Und ausgerechnet im Jahr der Heim-EM ist Lisa Kwayie zurück. Plötzlich wollen alle Medien etwas von ihr, diese Überraschungsgeschichte, die eigentlich gar keine ist, weil sie lange oben mit dabei war, und lange schon talentiert. Lisa Kwayie spricht vor Journalisten intuitiv, als habe sie nie etwas anderes gemacht, aber sie fühlt sich auch ein bisschen überfallen von dem Rummel. „Es geht mir zu schnell. Von null auf hundert.“ Es gebe Momente, da wünsche sie sich, alles ein bisschen mehr genießen zu können. Und Momente, wo sie genau das tut.

Lisa Kwayie spricht offen, sie kann flink von Humor zu reflektiertem Ernst wechseln.

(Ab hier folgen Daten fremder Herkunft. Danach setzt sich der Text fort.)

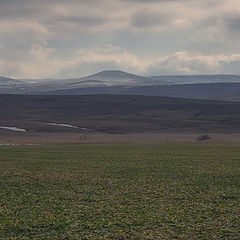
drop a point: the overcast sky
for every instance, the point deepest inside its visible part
(73, 38)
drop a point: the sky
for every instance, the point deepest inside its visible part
(75, 38)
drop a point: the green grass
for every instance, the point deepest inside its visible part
(120, 192)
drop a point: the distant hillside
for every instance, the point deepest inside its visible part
(194, 79)
(219, 87)
(218, 91)
(118, 113)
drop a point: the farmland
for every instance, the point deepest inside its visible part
(177, 191)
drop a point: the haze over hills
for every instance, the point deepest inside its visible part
(4, 81)
(220, 87)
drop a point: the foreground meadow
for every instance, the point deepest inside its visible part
(120, 192)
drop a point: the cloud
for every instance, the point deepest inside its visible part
(42, 62)
(66, 38)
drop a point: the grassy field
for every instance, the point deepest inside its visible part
(120, 192)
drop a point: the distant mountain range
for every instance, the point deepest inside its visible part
(220, 87)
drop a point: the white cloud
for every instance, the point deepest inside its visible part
(41, 62)
(64, 38)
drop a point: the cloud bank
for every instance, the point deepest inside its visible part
(56, 38)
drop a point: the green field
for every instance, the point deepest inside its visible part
(120, 192)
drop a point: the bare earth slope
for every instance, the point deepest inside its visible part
(119, 113)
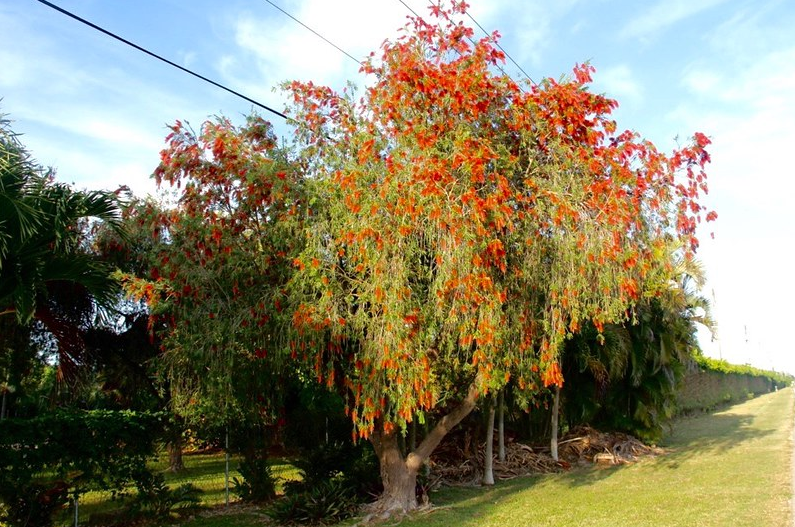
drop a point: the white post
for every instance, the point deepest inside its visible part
(226, 469)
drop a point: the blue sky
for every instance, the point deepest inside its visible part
(96, 110)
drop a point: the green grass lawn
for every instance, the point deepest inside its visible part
(729, 468)
(206, 471)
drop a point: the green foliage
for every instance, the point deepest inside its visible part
(778, 379)
(355, 466)
(75, 450)
(257, 484)
(32, 504)
(155, 499)
(328, 502)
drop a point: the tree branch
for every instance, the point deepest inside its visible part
(447, 423)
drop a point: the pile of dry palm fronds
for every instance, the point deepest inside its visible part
(456, 462)
(584, 445)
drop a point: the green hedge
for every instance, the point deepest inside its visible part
(714, 382)
(67, 451)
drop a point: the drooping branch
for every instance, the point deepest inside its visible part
(447, 423)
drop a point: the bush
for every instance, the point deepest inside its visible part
(33, 505)
(355, 465)
(258, 484)
(76, 450)
(328, 502)
(156, 499)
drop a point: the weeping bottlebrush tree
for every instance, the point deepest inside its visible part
(462, 227)
(214, 271)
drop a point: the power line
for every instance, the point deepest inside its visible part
(170, 63)
(316, 33)
(474, 44)
(502, 49)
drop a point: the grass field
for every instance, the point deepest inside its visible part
(729, 468)
(206, 471)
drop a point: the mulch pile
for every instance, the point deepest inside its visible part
(452, 463)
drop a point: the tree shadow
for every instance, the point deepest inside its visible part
(710, 434)
(687, 438)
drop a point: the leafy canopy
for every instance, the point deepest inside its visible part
(464, 225)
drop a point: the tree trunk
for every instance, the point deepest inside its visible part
(174, 447)
(501, 425)
(399, 473)
(488, 463)
(555, 408)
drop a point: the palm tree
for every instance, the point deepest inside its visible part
(47, 272)
(626, 378)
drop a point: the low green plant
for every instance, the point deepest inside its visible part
(42, 458)
(156, 499)
(257, 484)
(326, 503)
(33, 504)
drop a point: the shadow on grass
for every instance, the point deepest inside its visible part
(710, 434)
(690, 438)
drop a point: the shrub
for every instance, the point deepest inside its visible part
(258, 484)
(33, 504)
(156, 499)
(76, 450)
(328, 502)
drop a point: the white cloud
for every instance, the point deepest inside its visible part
(663, 14)
(749, 111)
(619, 82)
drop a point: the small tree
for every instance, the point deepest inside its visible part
(463, 227)
(215, 272)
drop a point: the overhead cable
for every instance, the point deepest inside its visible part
(170, 63)
(327, 41)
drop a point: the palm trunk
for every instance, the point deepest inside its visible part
(555, 408)
(488, 464)
(398, 472)
(501, 425)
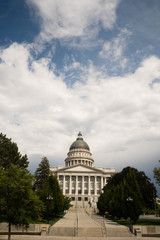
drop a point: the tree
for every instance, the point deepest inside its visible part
(156, 172)
(19, 205)
(42, 173)
(52, 197)
(9, 154)
(126, 194)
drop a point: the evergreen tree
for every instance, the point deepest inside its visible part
(9, 154)
(156, 172)
(42, 173)
(124, 196)
(19, 205)
(52, 197)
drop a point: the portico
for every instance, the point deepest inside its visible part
(79, 179)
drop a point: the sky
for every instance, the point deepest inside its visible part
(89, 66)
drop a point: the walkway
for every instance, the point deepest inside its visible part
(77, 225)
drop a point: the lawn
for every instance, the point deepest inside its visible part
(142, 222)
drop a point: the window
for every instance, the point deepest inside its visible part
(79, 178)
(60, 178)
(67, 178)
(98, 191)
(92, 184)
(98, 179)
(86, 179)
(79, 184)
(92, 191)
(92, 179)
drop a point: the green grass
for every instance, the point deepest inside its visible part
(142, 222)
(46, 221)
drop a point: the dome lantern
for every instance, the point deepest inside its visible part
(79, 153)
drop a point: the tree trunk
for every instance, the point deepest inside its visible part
(9, 231)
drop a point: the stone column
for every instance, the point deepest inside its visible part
(89, 184)
(64, 184)
(105, 181)
(70, 184)
(76, 185)
(82, 185)
(101, 183)
(95, 185)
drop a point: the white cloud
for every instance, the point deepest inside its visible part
(68, 19)
(119, 116)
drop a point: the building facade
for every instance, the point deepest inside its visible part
(79, 179)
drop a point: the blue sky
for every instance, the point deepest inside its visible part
(90, 66)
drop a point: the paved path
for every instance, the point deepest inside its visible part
(77, 225)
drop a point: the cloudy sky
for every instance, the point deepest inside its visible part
(89, 66)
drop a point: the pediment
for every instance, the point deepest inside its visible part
(79, 168)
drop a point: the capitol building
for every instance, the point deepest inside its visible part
(79, 179)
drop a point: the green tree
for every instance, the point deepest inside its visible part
(9, 154)
(42, 173)
(147, 189)
(125, 196)
(19, 205)
(67, 203)
(156, 172)
(52, 197)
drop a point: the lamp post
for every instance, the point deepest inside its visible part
(130, 199)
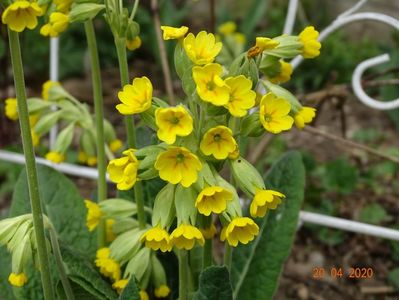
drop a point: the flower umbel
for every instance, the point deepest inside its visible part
(241, 229)
(264, 200)
(219, 142)
(178, 165)
(123, 171)
(136, 98)
(173, 33)
(210, 86)
(21, 14)
(157, 238)
(242, 97)
(304, 116)
(213, 199)
(172, 122)
(201, 49)
(274, 113)
(185, 236)
(311, 46)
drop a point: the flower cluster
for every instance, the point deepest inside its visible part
(197, 137)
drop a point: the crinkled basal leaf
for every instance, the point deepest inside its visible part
(214, 285)
(256, 267)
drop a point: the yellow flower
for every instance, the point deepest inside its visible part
(173, 33)
(21, 14)
(63, 5)
(241, 229)
(123, 171)
(55, 157)
(304, 116)
(108, 266)
(219, 142)
(136, 98)
(58, 23)
(185, 236)
(213, 199)
(242, 97)
(91, 161)
(285, 73)
(172, 122)
(115, 145)
(178, 165)
(273, 113)
(94, 215)
(18, 280)
(11, 109)
(201, 49)
(120, 285)
(157, 238)
(46, 88)
(133, 44)
(227, 28)
(143, 295)
(162, 291)
(311, 46)
(209, 233)
(109, 232)
(264, 200)
(210, 86)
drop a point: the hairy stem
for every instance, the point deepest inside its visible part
(99, 118)
(31, 172)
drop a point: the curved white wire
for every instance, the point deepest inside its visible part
(358, 89)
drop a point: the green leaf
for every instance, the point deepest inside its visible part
(131, 291)
(256, 267)
(373, 213)
(214, 285)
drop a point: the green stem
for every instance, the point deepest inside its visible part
(228, 251)
(207, 255)
(120, 44)
(99, 117)
(60, 265)
(30, 164)
(183, 275)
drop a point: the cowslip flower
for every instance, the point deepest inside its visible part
(162, 291)
(178, 165)
(219, 142)
(136, 98)
(213, 199)
(240, 229)
(285, 73)
(263, 201)
(21, 14)
(108, 266)
(157, 238)
(172, 122)
(94, 215)
(210, 86)
(201, 49)
(46, 88)
(133, 44)
(274, 113)
(304, 116)
(123, 170)
(173, 33)
(17, 280)
(58, 23)
(55, 157)
(11, 108)
(185, 236)
(311, 46)
(120, 285)
(242, 97)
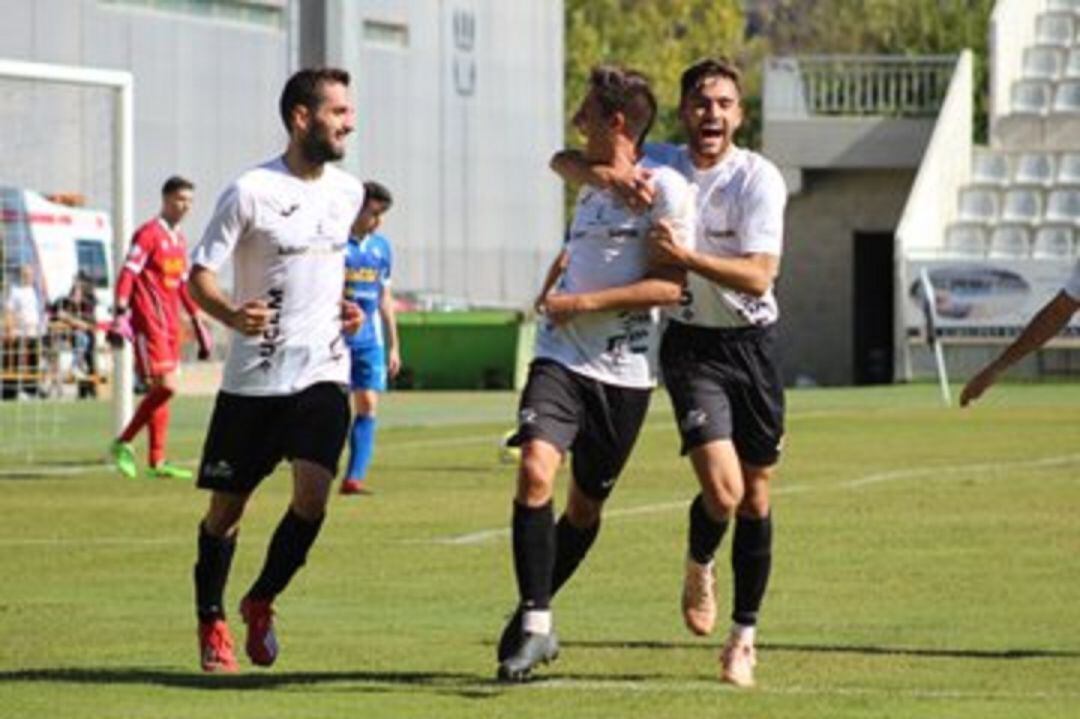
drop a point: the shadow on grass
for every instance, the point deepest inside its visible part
(871, 650)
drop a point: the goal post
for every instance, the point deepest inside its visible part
(122, 85)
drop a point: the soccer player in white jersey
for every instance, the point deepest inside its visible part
(718, 353)
(1043, 326)
(595, 363)
(285, 225)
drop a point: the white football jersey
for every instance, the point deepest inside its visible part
(287, 238)
(740, 212)
(1072, 285)
(607, 247)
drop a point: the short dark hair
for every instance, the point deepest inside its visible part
(621, 90)
(175, 184)
(377, 192)
(694, 76)
(304, 89)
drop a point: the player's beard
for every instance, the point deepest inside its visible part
(316, 147)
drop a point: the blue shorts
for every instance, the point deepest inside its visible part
(368, 368)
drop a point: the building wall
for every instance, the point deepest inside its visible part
(205, 98)
(815, 288)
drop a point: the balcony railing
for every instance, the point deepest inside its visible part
(855, 85)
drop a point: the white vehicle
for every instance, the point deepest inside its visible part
(58, 241)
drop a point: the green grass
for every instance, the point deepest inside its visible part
(927, 565)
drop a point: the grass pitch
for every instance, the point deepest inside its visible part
(927, 565)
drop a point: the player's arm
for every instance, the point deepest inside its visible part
(631, 182)
(248, 319)
(1043, 326)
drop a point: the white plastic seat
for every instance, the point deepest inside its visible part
(1022, 205)
(1054, 28)
(1071, 69)
(979, 204)
(1068, 168)
(966, 240)
(1063, 205)
(1010, 241)
(1035, 168)
(990, 168)
(1053, 241)
(1042, 63)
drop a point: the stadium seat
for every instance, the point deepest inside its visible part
(1071, 70)
(1043, 63)
(989, 168)
(979, 204)
(1022, 127)
(964, 240)
(1022, 205)
(1035, 168)
(1010, 241)
(1063, 206)
(1068, 168)
(1053, 241)
(1054, 28)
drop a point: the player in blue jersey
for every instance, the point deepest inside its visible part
(374, 349)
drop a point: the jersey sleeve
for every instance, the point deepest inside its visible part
(232, 215)
(763, 220)
(674, 202)
(1072, 285)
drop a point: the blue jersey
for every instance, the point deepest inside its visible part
(367, 266)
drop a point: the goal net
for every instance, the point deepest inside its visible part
(65, 218)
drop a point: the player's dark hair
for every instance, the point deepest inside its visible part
(305, 89)
(621, 90)
(377, 192)
(694, 76)
(175, 184)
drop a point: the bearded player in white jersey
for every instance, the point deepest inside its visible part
(719, 350)
(595, 363)
(285, 225)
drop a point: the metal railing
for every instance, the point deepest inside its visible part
(856, 85)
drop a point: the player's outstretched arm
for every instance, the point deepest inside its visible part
(1043, 326)
(632, 184)
(250, 319)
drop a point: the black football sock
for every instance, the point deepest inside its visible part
(287, 552)
(534, 529)
(751, 564)
(571, 545)
(705, 532)
(212, 571)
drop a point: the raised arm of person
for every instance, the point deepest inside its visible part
(1044, 325)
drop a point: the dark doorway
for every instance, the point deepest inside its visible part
(874, 297)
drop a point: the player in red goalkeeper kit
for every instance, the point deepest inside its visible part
(150, 292)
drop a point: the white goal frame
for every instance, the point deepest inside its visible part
(123, 174)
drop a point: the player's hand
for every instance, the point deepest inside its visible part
(352, 317)
(976, 385)
(252, 317)
(664, 249)
(393, 363)
(559, 308)
(634, 187)
(120, 331)
(203, 338)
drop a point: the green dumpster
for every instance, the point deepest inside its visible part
(467, 350)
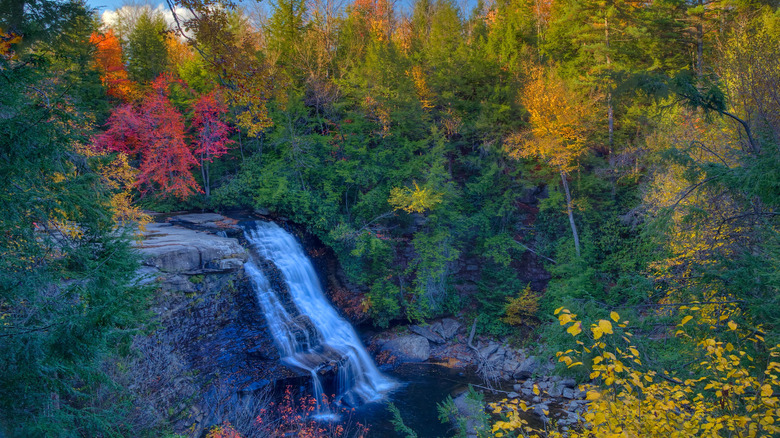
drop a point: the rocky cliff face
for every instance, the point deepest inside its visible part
(208, 355)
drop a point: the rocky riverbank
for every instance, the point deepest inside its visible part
(508, 372)
(210, 355)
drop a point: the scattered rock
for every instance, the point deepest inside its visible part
(569, 383)
(527, 368)
(409, 348)
(489, 349)
(449, 328)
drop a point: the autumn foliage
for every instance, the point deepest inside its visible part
(729, 394)
(108, 59)
(155, 134)
(212, 135)
(293, 417)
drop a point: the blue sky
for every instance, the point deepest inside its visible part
(110, 5)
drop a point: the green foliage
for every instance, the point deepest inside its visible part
(147, 55)
(66, 302)
(398, 422)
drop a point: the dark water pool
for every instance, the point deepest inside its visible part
(422, 386)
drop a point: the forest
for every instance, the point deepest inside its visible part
(629, 150)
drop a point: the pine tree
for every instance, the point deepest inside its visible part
(146, 49)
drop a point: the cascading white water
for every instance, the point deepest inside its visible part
(308, 331)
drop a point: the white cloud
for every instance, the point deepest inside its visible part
(123, 19)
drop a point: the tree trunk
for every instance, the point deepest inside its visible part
(570, 210)
(610, 114)
(700, 43)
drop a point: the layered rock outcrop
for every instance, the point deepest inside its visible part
(210, 349)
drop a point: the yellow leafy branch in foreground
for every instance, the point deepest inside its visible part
(734, 397)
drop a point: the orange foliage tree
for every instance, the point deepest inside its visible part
(155, 132)
(108, 59)
(558, 128)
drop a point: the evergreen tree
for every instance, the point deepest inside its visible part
(147, 55)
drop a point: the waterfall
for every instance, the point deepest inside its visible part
(308, 331)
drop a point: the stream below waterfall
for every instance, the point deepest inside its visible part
(312, 337)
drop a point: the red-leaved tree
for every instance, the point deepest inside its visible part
(108, 58)
(155, 134)
(211, 134)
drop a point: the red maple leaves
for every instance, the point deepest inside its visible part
(155, 134)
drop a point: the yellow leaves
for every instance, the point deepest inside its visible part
(631, 402)
(557, 116)
(565, 318)
(424, 93)
(418, 200)
(605, 326)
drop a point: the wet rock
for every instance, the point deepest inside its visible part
(510, 366)
(568, 383)
(409, 348)
(181, 250)
(146, 275)
(527, 368)
(198, 218)
(542, 410)
(226, 265)
(177, 283)
(489, 349)
(427, 333)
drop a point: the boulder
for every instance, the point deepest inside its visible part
(408, 348)
(527, 368)
(181, 250)
(427, 333)
(556, 390)
(568, 383)
(487, 350)
(449, 328)
(198, 218)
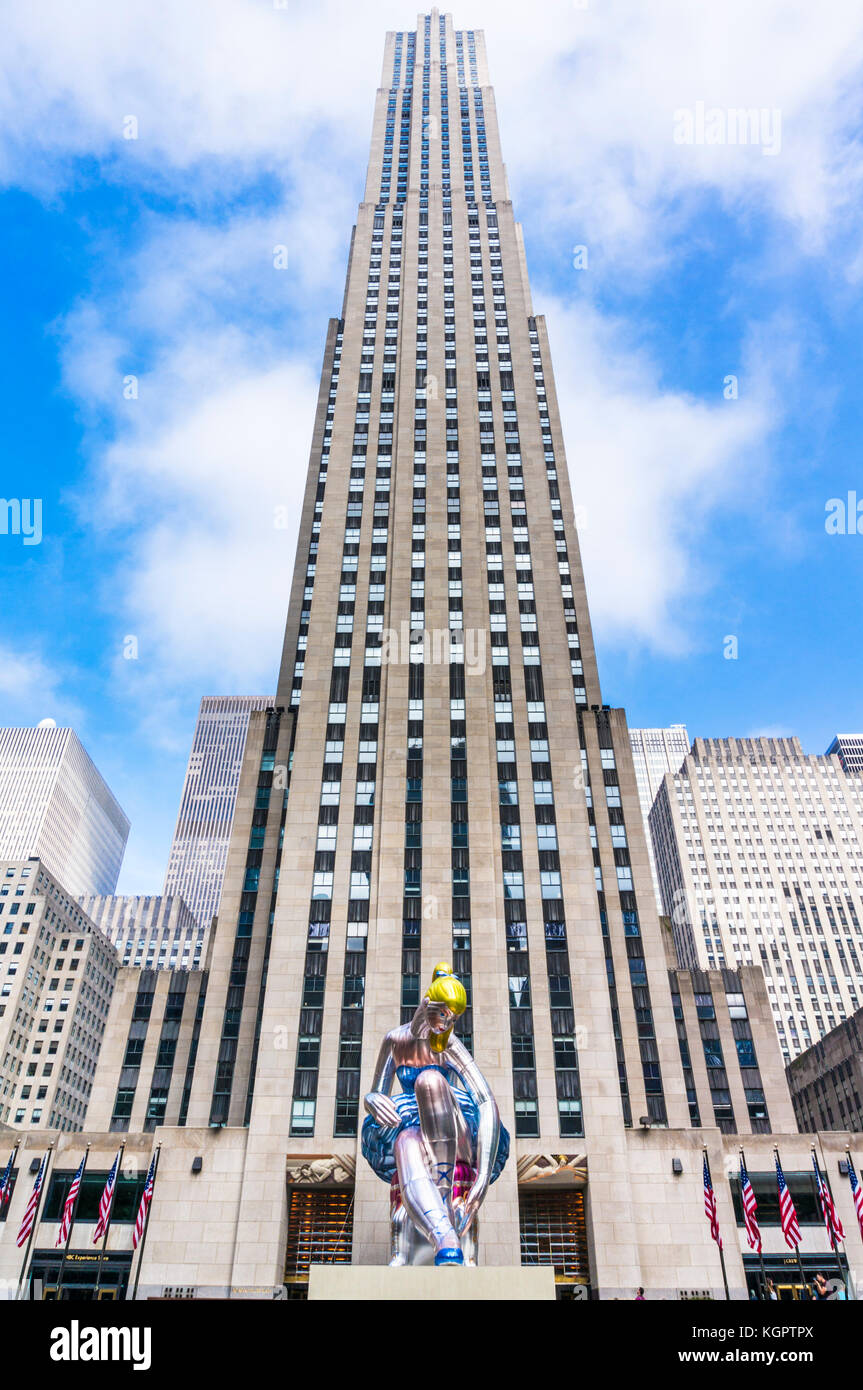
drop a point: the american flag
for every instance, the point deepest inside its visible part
(753, 1235)
(710, 1207)
(106, 1201)
(145, 1204)
(787, 1214)
(6, 1182)
(856, 1191)
(68, 1211)
(27, 1225)
(831, 1221)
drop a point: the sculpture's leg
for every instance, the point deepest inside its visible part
(424, 1203)
(399, 1228)
(442, 1127)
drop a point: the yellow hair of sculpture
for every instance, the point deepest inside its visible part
(446, 988)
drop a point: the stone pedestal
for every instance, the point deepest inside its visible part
(380, 1283)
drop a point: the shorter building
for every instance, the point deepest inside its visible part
(199, 849)
(827, 1080)
(57, 973)
(54, 805)
(759, 851)
(733, 1065)
(154, 933)
(848, 748)
(656, 752)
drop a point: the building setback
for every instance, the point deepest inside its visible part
(438, 779)
(149, 931)
(56, 805)
(759, 849)
(849, 751)
(196, 862)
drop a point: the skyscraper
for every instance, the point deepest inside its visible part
(656, 752)
(196, 863)
(56, 806)
(849, 751)
(439, 780)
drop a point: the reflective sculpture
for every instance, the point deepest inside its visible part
(439, 1143)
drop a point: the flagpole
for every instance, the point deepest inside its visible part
(143, 1235)
(719, 1241)
(760, 1241)
(851, 1165)
(796, 1248)
(11, 1168)
(104, 1239)
(68, 1239)
(828, 1222)
(42, 1190)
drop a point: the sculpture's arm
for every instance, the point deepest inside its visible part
(488, 1133)
(378, 1102)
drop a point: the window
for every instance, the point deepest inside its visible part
(527, 1119)
(302, 1118)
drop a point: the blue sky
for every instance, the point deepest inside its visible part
(702, 517)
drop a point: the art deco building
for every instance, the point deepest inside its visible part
(199, 849)
(56, 805)
(656, 752)
(439, 779)
(759, 849)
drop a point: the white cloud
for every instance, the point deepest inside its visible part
(587, 99)
(31, 688)
(232, 89)
(209, 556)
(648, 470)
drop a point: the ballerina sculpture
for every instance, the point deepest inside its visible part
(439, 1143)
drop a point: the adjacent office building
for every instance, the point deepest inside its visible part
(656, 752)
(439, 779)
(827, 1079)
(196, 863)
(54, 805)
(57, 975)
(154, 933)
(759, 849)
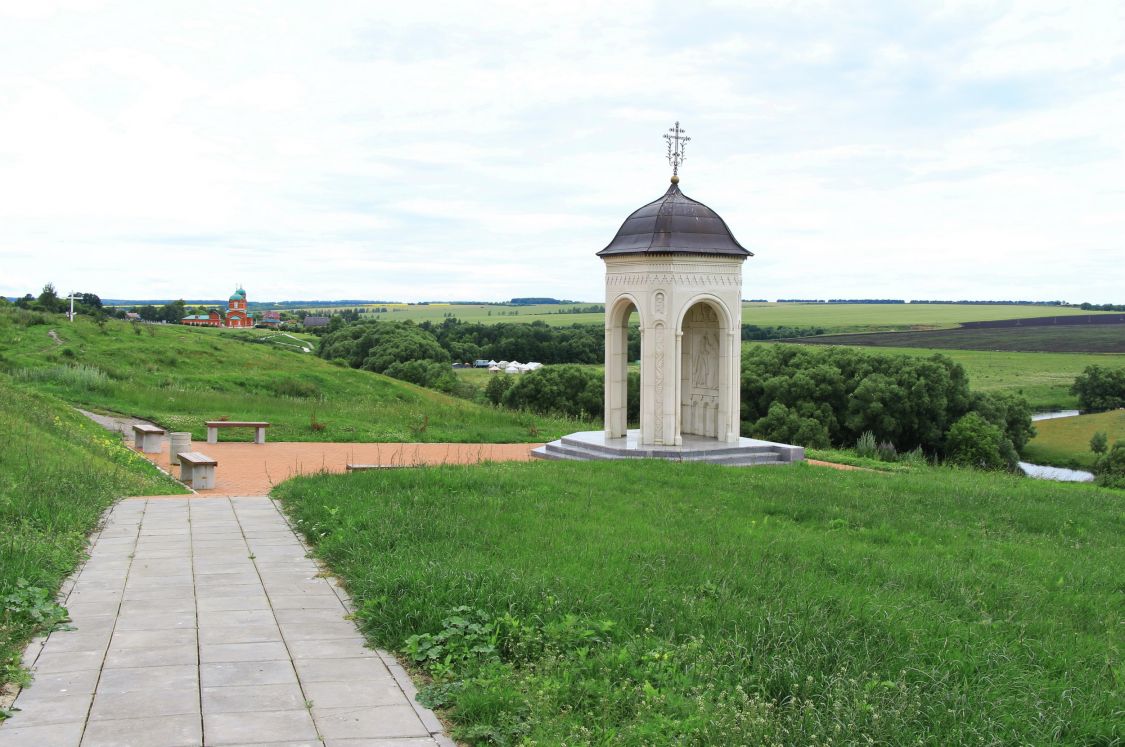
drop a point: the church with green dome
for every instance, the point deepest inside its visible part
(236, 314)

Sie hat große Pläne, auch außerhalb des Sports: Neben der Leichtathletik studiert sie soziale Arbeit. Sie ist sich bewusst, dass das eine ungewöhnliche Wahl für eine Athletin ist. „Es ist für mich ein Ausgleich zum Leistungssport, zum Druck. Ich bin sehr sozial, ich möchte Menschen helfen. Das sind zwei Seiten von mir.“ Parallel zum Sport zu studieren ist dann doch nicht so einfach, wie sie es sich vorgestellt hat, aber Lisa Kwayie tut, was sie auch in der Leichtathletik tut: Erst mal machen. „Man fuchst sich da so durch.“

Und jetzt ist sowieso erst mal EM. Kwayie, die bis vor Kurzem noch Helferin beim Internationalen Stadionfest Istaf war, wird selbst im Olympiastadion stehen, ein persönlicher Traum. Freunde, Familie, VereinskameradInnen kommen, und beim Vorlauf soll es nicht enden. „Ich denke mir: Wenn ich schon so eine Gelegenheit habe, will ich im Einzel auch ins Halbfinale.“ Und die starke deutsche Konkurrenz ist einmal ein Vorteil: Mit der Staffel hat Lisa Kwayie berechtigte Hoffnungen auf eine Medaille.